It’s already well-known that Aston Villa couldn’t have picked a worse time to get relegated from the financial point-of-view. Next season the TV deal will see the Premier League receiving a total of £8.3bn (2016-19), which marks an £3.1bn increase in total running from 2013 to 2016. In short, it’s a very bad time to drop out of the league.
The timing get worse when you also consider that Villa supporters will also miss out on the benefits of the introduction of a £30 cap on away tickets in Premier League, which also comes into play next season.
This week there was news that Villa’s youth players may also miss out on a big opportunity, when it was reported that the Premier League clubs are to discuss the possibility of entering their Under-21s teams into the Football League’s Johnstone’s Paint Trophy next season, as a way of giving academy-produced players a taste of real competitive football.
With the idea of B-Teams – which was made by Football Association chairman Greg Dyke a couple of years ago – put on the backburner, it is hoped that inclusion of U-21 teams in the formerly known Football League trophy, will give young players proper competitive experience and lift the profile of the competition that has a Wembley Stadium final.

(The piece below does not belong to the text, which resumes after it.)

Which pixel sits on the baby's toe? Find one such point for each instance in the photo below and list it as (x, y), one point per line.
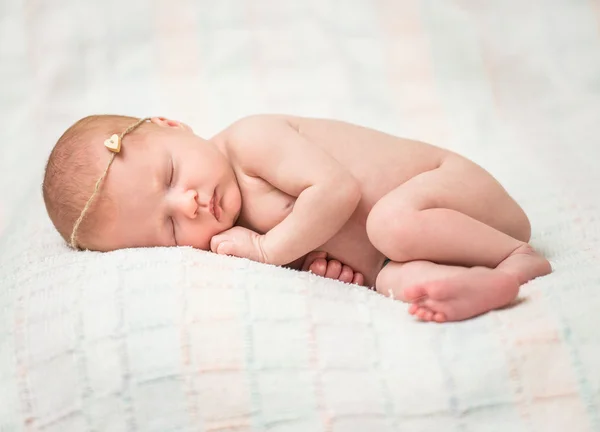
(439, 317)
(413, 293)
(422, 313)
(413, 309)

Aston Villa with its top-rated academy, would have been allowed to enter, with entry only open to Premier League clubs with category one-rated academies, as audited under, the new Elite Player Performance Plan.
As it was reported in the Telegraph:
‘The Football League would permit the entry of the clubs in return for a payment towards the youth and development programmes of the 48 League One and League Two clubs to compensate them for the potential loss of missing out on a Wembley final.’
Missing out on such an opportunity will be a further blow to the Villa Youth Academy, after the disbandment of the Next Gen Series European youth tournament. Villa won the last staged Next Gen Series in 2013, effectively making the club the Youth European Champions.
Unfortunately, UEFA came along and set up a youth Champions League which only allowed entry to the teams whose senior teams were in the Champions League proper. Thus creating a situation where the top teams would enjoy maintaining a distinct advantage over their domestic league rivals in terms of both money and youth development.
This widening of the gulf is something Aston Villa will experience more and more, unless the new look board turn fortunes around dramatically within the next couple of seasons.